##### Imports

In [None]:
import os
import pandas as pd
import numpy as np
from PIL import Image
import torch
from torch.utils.data import Dataset, DataLoader
from torchvision import transforms
import matplotlib.pyplot as plt
from torchvision.transforms import functional as F

##### Mushroom Dataset (with mapping to csv with labels)

In [None]:
class BaseMushroomDataset(Dataset):
    def __init__(self, csv_file, root_dir, transform=None, has_labels=True):
        self.annotations = pd.read_csv(csv_file, dtype={0: str})
        self.root_dir = root_dir
        self.transform = transform
        self.has_labels = has_labels

    def __len__(self):
        return len(self.annotations)

    def __getitem__(self, idx):
        img_name = os.path.join(self.root_dir, self.annotations.iloc[idx, 0] + '.jpg')
        image = Image.open(img_name).convert("RGB")
        if self.has_labels:
            label = int(self.annotations.iloc[idx, 1])
        else:
            label = -1  
        if self.transform:
            image = self.transform(image)
        return image, label

##### Adding white padding around images

In [None]:
def pad_to_square(image):
    width, height = image.size
    max_dim = max(width, height)
    left_padding = (max_dim - width) // 2
    top_padding = (max_dim - height) // 2
    padding = (left_padding, top_padding, max_dim - width - left_padding, max_dim - height - top_padding)
    return F.pad(image, padding, 255, 'constant')

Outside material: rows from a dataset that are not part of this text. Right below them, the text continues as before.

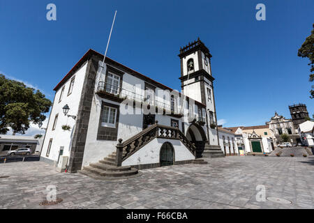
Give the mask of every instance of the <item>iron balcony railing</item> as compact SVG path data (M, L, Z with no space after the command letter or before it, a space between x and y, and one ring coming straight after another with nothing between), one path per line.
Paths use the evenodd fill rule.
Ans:
M157 107L165 109L165 110L168 110L172 112L176 112L177 114L182 113L181 112L181 106L176 105L176 103L174 103L174 105L171 105L172 103L170 102L167 104L164 102L158 101L156 98L149 98L148 97L145 98L143 95L120 88L119 86L112 85L105 82L99 82L97 87L97 91L106 92L121 99L129 99L141 103L145 102L151 105L156 106Z

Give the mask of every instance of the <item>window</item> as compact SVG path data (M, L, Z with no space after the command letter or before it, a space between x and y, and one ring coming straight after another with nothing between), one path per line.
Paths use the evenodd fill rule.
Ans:
M48 148L47 149L47 153L46 153L46 156L48 157L49 156L49 153L50 153L50 149L51 149L51 144L52 144L52 139L50 139L50 140L49 140L49 144L48 144Z
M65 89L65 86L63 86L63 87L61 89L61 92L60 93L60 97L59 98L59 102L60 102L62 100L62 96L63 95L63 92L64 92L64 89Z
M202 120L202 109L197 107L197 115L198 115L198 121Z
M52 125L52 130L54 130L56 129L57 121L58 121L58 116L59 114L57 114L54 117L54 125Z
M68 95L70 95L72 93L72 91L73 90L75 79L75 77L73 77L71 79L71 82L70 82L70 86L68 87Z
M171 106L171 112L174 112L174 109L175 109L175 100L174 100L174 95L171 95L171 98L170 98L170 106Z
M171 119L171 127L179 128L179 121Z
M104 106L101 114L101 126L116 127L117 109Z
M193 59L191 58L188 60L187 66L188 66L188 73L194 72L194 61Z
M107 75L106 92L117 95L119 91L119 84L120 77L111 72L108 72L108 75Z
M147 88L145 90L145 99L144 101L149 104L149 105L154 105L154 95L155 94L155 92L153 89Z
M214 113L209 111L209 122L211 124L214 124Z
M2 150L3 151L10 151L10 150L11 149L11 144L6 144L3 146L3 149Z
M207 88L207 100L211 100L211 91L209 88Z

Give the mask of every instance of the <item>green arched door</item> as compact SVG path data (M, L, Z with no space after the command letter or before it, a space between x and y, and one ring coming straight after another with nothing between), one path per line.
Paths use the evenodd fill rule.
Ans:
M165 142L160 148L160 167L173 165L174 150L172 145L169 142Z
M254 153L262 153L262 146L260 141L252 141L252 151Z

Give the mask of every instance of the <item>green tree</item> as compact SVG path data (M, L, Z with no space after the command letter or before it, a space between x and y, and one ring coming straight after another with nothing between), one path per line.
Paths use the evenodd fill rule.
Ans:
M283 141L289 141L290 137L289 137L289 136L287 134L284 133L284 134L281 134L281 139L283 139Z
M314 71L314 24L313 24L313 28L311 35L306 38L298 51L299 56L307 57L310 60L308 65L311 66L311 72ZM313 80L314 74L310 74L310 82ZM312 86L312 89L314 89L314 86ZM314 98L314 91L311 90L310 93L311 95L310 98Z
M25 133L31 122L39 124L45 121L44 114L51 105L38 90L0 74L0 134L6 134L9 128L13 134Z

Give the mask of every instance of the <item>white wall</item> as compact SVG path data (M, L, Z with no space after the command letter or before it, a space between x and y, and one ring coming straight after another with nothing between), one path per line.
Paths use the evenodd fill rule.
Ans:
M223 131L218 130L218 135L219 135L219 145L220 146L220 148L223 151L223 152L225 153L225 150L223 148L223 136L225 137L225 151L227 153L227 155L230 154L230 149L231 149L231 153L233 154L234 148L234 153L239 154L239 150L238 146L237 145L237 142L235 141L235 137L233 134L229 134ZM229 147L228 144L228 137L230 138L230 147ZM233 141L233 144L232 144ZM233 145L234 145L234 148L233 147Z
M122 162L122 166L159 163L163 143L171 143L174 149L174 160L194 160L195 157L179 140L156 138Z
M77 115L78 107L81 99L81 93L83 84L85 78L87 62L86 62L63 86L61 86L56 92L54 101L52 105L50 112L50 118L46 130L45 141L43 142L43 150L40 156L51 160L57 161L58 160L59 153L61 146L64 146L63 155L69 155L69 149L71 143L71 136L75 128L75 121L64 116L62 107L68 104L70 107L68 114ZM70 82L73 77L75 77L72 93L68 95L68 91L70 86ZM62 100L59 102L59 96L61 89L65 86ZM54 117L59 114L58 121L56 128L52 130L52 125L54 121ZM70 126L70 131L66 131L61 129L61 125L68 125ZM50 138L52 138L50 153L48 157L46 156L48 144Z

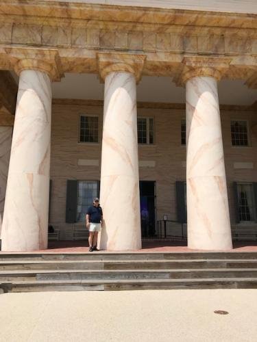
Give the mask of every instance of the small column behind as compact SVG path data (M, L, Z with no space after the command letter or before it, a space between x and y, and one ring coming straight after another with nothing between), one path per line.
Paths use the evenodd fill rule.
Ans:
M108 250L141 248L136 79L126 65L119 70L116 63L114 71L109 65L101 74L105 93L100 203L104 225L100 248Z
M217 83L212 70L208 74L193 74L186 83L188 246L199 250L230 250L232 245Z
M4 251L47 247L51 113L49 76L22 70L2 226Z
M11 114L8 115L10 117L12 116ZM0 237L11 152L12 134L12 126L0 126Z

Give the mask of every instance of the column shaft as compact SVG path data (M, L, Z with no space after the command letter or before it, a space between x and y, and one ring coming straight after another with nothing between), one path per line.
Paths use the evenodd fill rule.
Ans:
M0 236L11 151L12 133L12 127L2 126L0 127Z
M112 72L105 81L100 202L105 221L100 248L141 248L136 86L134 76Z
M186 82L186 196L190 248L232 248L217 81Z
M47 246L51 89L49 76L20 74L2 226L3 250Z

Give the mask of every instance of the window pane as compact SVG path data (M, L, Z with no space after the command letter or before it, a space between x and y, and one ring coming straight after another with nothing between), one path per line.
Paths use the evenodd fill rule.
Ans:
M77 222L84 222L88 207L93 205L97 196L97 182L93 181L79 181L77 207Z
M252 184L241 183L237 186L240 221L254 221L254 200Z
M181 144L186 145L186 120L181 120Z
M98 142L98 117L80 116L80 142Z
M246 121L231 122L231 140L233 146L248 146L247 123Z
M154 144L154 119L152 118L138 118L138 144Z

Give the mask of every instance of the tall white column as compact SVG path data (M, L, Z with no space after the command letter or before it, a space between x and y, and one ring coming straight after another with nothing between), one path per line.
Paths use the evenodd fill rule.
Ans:
M23 70L17 105L2 226L2 250L47 246L51 88L48 75Z
M0 127L0 236L11 151L12 127Z
M100 203L100 248L140 248L136 85L128 72L110 72L105 79Z
M186 96L188 246L232 248L217 80L190 78Z

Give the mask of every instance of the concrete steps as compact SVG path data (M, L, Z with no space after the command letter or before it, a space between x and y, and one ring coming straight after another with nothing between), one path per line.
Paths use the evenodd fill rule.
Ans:
M257 288L257 253L0 254L0 293Z

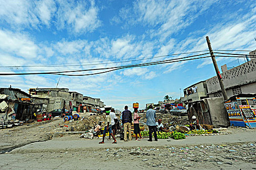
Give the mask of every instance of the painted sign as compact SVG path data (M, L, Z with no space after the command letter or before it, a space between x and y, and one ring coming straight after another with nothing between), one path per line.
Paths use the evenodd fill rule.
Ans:
M133 108L138 108L138 102L135 102L133 104Z
M245 126L241 110L237 102L232 102L225 104L228 114L230 124L235 126Z
M255 115L254 114L249 105L239 105L239 107L242 111L243 115L246 118L255 118Z

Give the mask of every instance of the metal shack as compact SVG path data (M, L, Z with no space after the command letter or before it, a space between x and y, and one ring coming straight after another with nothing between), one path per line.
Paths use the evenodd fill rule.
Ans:
M232 126L256 127L255 94L240 94L225 101L230 124Z
M213 125L215 128L230 125L222 98L205 98L188 104L188 117L190 122L192 122L192 116L195 115L200 124Z

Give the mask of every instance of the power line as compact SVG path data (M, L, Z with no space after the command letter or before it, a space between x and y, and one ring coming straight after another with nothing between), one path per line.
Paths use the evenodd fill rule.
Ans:
M209 54L209 52L207 52L207 53L203 53L203 54L198 54L199 55L205 55L205 54ZM170 54L170 55L176 55L177 54ZM166 56L166 55L165 55L165 56ZM198 55L195 55L195 56L198 56ZM162 56L161 56L162 57ZM172 60L175 60L175 59L182 59L182 58L183 58L183 57L179 57L179 58L173 58L172 59ZM136 60L130 60L130 61L129 61L128 62L130 62L130 61L137 61ZM160 62L160 61L162 61L163 60L158 60L158 61L155 61L155 62ZM111 63L111 64L114 64L114 63L124 63L124 62L116 62L116 63ZM136 64L139 64L140 63L137 63ZM99 65L99 64L95 64L95 65ZM82 66L85 66L85 65L82 65ZM81 66L81 65L77 65L76 66ZM60 70L59 71L62 71L62 70L65 70L65 71L69 71L69 70L73 70L74 69L65 69L64 70ZM55 71L56 70L56 69L49 69L49 70L3 70L3 71L1 71L1 70L0 70L0 72L8 72L8 71L13 71L13 72L22 72L22 71Z
M214 51L247 51L251 52L253 50L214 50Z
M64 72L81 72L81 71L98 70L101 70L101 69L113 69L113 68L118 68L134 66L140 66L140 65L144 65L144 64L150 64L157 63L162 63L162 62L167 62L167 61L170 61L177 60L177 59L185 59L185 58L191 58L191 57L196 57L196 56L198 56L203 55L207 54L208 53L209 53L207 52L207 53L203 53L203 54L194 55L191 55L191 56L187 56L187 57L180 57L179 58L163 60L163 61L156 61L156 62L145 63L135 64L135 65L130 65L123 66L113 67L109 67L109 68L91 68L91 69L83 69L83 70L76 70L64 71L54 71L54 72L47 72L22 73L0 73L0 75L49 74L54 74L54 73L64 73Z
M246 56L255 56L255 55L250 55L250 54L236 54L234 53L226 53L226 52L215 52L217 54L227 54L227 55L246 55Z
M216 56L216 57L220 57L247 58L247 57L246 57L246 56L236 56L236 55L233 55L233 56L228 56L228 55L215 55L215 56ZM255 56L255 57L250 57L250 58L256 58L256 56Z
M89 76L89 75L96 75L96 74L102 74L108 72L113 71L115 70L117 70L118 69L125 69L125 68L136 68L136 67L144 67L144 66L152 66L152 65L159 65L159 64L169 64L172 63L176 63L178 62L182 62L184 61L188 61L188 60L196 60L198 59L201 59L201 58L207 58L207 57L211 57L210 56L204 56L204 57L197 57L197 58L190 58L187 59L184 59L180 61L169 61L167 62L163 62L163 63L154 63L154 64L144 64L141 66L129 66L129 67L124 67L120 68L115 68L114 69L112 69L108 71L105 71L103 72L99 72L97 73L91 73L91 74L61 74L61 73L53 73L52 74L57 74L57 75L63 75L63 76Z
M136 60L128 60L128 61L120 61L118 62L111 62L111 63L98 63L98 64L86 64L86 65L70 65L72 64L81 64L83 63L61 63L61 64L49 64L49 65L36 65L36 66L0 66L0 68L29 68L29 67L67 67L67 66L93 66L93 65L102 65L102 64L115 64L115 63L125 63L125 62L129 62L131 61L139 61L139 60L146 60L146 59L153 59L153 58L160 58L160 57L167 57L167 56L173 56L173 55L181 55L181 54L187 54L190 53L197 53L197 52L205 52L208 51L207 50L204 50L204 51L193 51L193 52L183 52L183 53L174 53L172 54L167 54L167 55L160 55L158 56L151 56L149 57L137 57L137 58L132 58L130 59L136 59ZM91 62L86 62L86 63L96 63L96 62L102 62L104 61L117 61L117 60L121 60L120 59L114 59L114 60L103 60L103 61L91 61ZM65 66L59 66L59 65L65 65Z

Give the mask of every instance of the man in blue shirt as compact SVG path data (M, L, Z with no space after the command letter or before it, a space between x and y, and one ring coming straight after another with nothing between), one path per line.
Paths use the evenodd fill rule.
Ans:
M158 135L157 134L157 125L156 124L156 111L153 109L153 106L150 105L149 106L149 109L147 111L146 119L147 119L147 125L148 126L149 129L149 139L148 141L152 141L152 132L154 132L155 140L158 141Z
M129 140L132 140L132 131L131 126L132 125L132 112L128 109L128 106L124 106L124 110L122 112L122 123L124 129L124 140L127 141L127 129L129 131Z

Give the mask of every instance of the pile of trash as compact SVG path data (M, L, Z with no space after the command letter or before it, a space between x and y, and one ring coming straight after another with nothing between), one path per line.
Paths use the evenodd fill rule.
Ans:
M80 120L74 121L68 124L69 126L74 128L74 131L87 131L94 129L94 126L100 121L104 121L105 116L98 115L82 117Z
M0 121L0 129L11 128L13 127L22 125L23 121L8 120Z

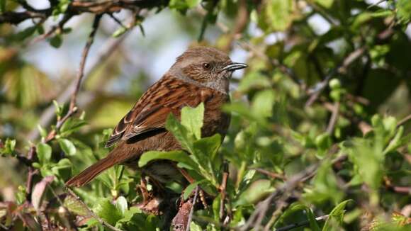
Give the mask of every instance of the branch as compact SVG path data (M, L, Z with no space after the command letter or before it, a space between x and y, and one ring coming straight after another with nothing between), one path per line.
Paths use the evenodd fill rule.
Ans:
M27 159L30 162L33 162L34 157L36 156L35 147L31 146L28 151ZM27 181L26 183L26 201L31 203L31 193L33 191L33 177L37 174L37 169L30 164L28 166L28 172L27 173Z
M104 220L101 219L100 217L98 217L96 213L94 213L89 208L89 206L87 206L87 205L86 205L86 203L81 201L81 199L77 196L77 194L76 194L74 191L72 191L70 188L66 188L66 190L67 191L68 193L73 197L73 198L76 201L77 201L77 202L79 202L79 203L81 204L81 205L86 208L87 210L87 213L89 213L89 215L91 215L91 217L93 217L93 218L97 220L98 221L98 222L100 222L100 224L106 226L106 227L109 228L110 230L113 230L113 231L123 231L122 230L116 227L111 225L110 225L109 223L108 223L107 222L106 222Z
M164 0L102 0L102 1L71 1L64 13L70 16L83 13L96 14L110 13L123 9L135 11L137 9L151 9L154 7L162 8L168 5L169 1ZM52 16L53 6L44 10L26 11L22 12L6 11L0 13L0 24L18 24L27 19L48 18Z
M196 202L197 201L197 196L198 196L198 186L196 186L196 193L194 194L194 198L193 199L193 207L190 210L190 215L188 215L188 220L187 220L187 226L186 227L186 231L190 231L190 224L191 220L193 220L193 214L194 213L194 207L196 206Z
M339 113L339 101L337 101L334 103L332 112L331 113L331 118L330 118L328 126L327 126L327 133L329 134L332 134L334 131L334 128L335 128L335 124L337 123L337 120L338 119L338 114Z
M330 215L322 215L322 216L315 218L315 220L320 221L320 220L327 220L327 218L328 218L329 216L330 216ZM295 229L295 228L298 227L305 226L307 225L310 225L309 220L301 221L301 222L299 222L297 223L294 223L294 224L288 225L287 226L281 227L279 227L278 229L276 229L276 231L288 231L288 230Z

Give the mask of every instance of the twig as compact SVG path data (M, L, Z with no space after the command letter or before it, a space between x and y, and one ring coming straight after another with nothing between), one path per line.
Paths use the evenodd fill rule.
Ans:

##### Transform images to uniform size 224x224 (for AlexNet)

In [None]:
transform = transforms.Compose([
    transforms.Lambda(pad_to_square),
    transforms.Resize(256),
    transforms.CenterCrop(224),
    transforms.ToTensor(),
    transforms.Normalize(mean=[0.485, 0.456, 0.406], std=[0.229, 0.224, 0.225])
])

##### Paths

In [None]:
# Base paths
root_path = os.path.dirname(os.getcwd())
dataset_path = os.path.join(root_path, 'dataset')
dataset_raw_path = os.path.join(dataset_path, 'raw')
dataset_preprocessed_path = os.path.join(dataset_path, 'preprocessed')
csv_path = os.path.join(dataset_path, 'csv_mappings')

# Target preprocessing folder
preprocessed_train_path = os.path.join(root_path, 'dataset', 'preprocessed', 'train')
os.makedirs(preprocessed_train_path, exist_ok=True)

preprocessed_test_path = os.path.join(root_path, 'dataset', 'preprocessed', 'test')
os.makedirs(preprocessed_test_path, exist_ok=True)

# Mappings to names in CSV
os.makedirs(csv_path, exist_ok=True)
train_csv_path = os.path.join(csv_path, 'train.csv')
test_csv_path = os.path.join(csv_path, 'test.csv')

##### Dataloaders

In [None]:
train_dataset = BaseMushroomDataset(csv_file=train_csv_path, root_dir=dataset_raw_path, transform=transform, has_labels=True)
test_dataset = BaseMushroomDataset(csv_file=test_csv_path, root_dir=dataset_raw_path, transform=transform, has_labels=False)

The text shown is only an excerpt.